Die abstrakte Gefahr kann bejaht werden, wenn der Eingriff störend auf Verkehrsvorgänge wirkt und so zu einer Steigerung der allgemeinen Betriebsgefahr führt.[33]
JURIQ-Klausurtipp
In der Fallbearbeitung ist daher normalerweise keine ausführliche Erörterung dieses Tatbestandsmerkmals erforderlich. Es reicht aus, dass Sie feststellend erwähnen, dass die Sicherheit des öffentlichen Straßenverkehrs durch die Vornahme der Tathandlung beeinträchtigt ist. Die tatbestandlichen Voraussetzungen können nur dann in der Klausur interessant werden, wenn der Eingriff außerhalb des öffentlichen Straßenverkehrs stattgefunden hat oder aber zum Zeitpunkt des Eingriffs Straßenverkehr z.B. wegen der nächtlichen Uhrzeit, nicht stattfand.

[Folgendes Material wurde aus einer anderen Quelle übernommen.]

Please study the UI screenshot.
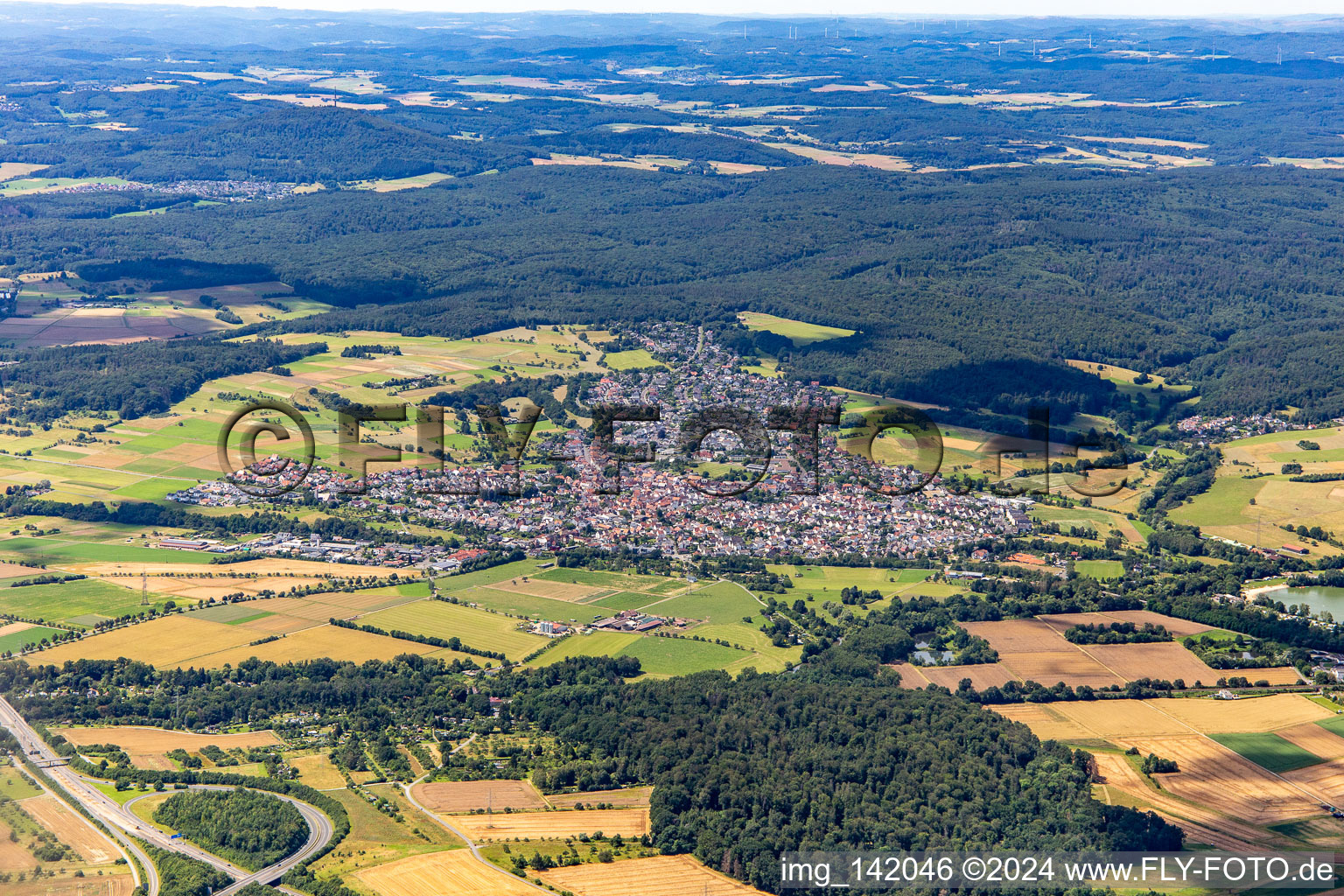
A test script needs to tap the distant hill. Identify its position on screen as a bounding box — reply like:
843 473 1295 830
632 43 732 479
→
55 106 537 183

Auch wenn im Tatbestand des § 315b Abs. 1 nicht von „öffentlichem“ Straßenverkehr gesprochen wird, so ergibt sich die Öffentlichkeit doch aus dem Schutzzweck der Norm.
Zum öffentlichen Straßenverkehr gehören neben den allgemeinen, dem Straßenverkehr gewidmeten Straßen, Wegen und Plätzen auch solche Verkehrsflächen, die jedermann oder nach allgemeinen Merkmalen bestimmte größere Gruppen von Verkehrsteilnehmern dauernd oder vorübergehend zur Benutzung offen stehen.[34]
Beispiel
Hierzu zählen u.a. Tankstellen, Parkplätze und Parkhäuser sowie das Firmengelände. Kein öffentlicher Verkehrsraum sind jedoch Parkhäuser außerhalb der normalen Betriebszeit sowie Kasernengelände, sofern nicht der Zugang vorübergehend für jedermann freigegeben ist.[35]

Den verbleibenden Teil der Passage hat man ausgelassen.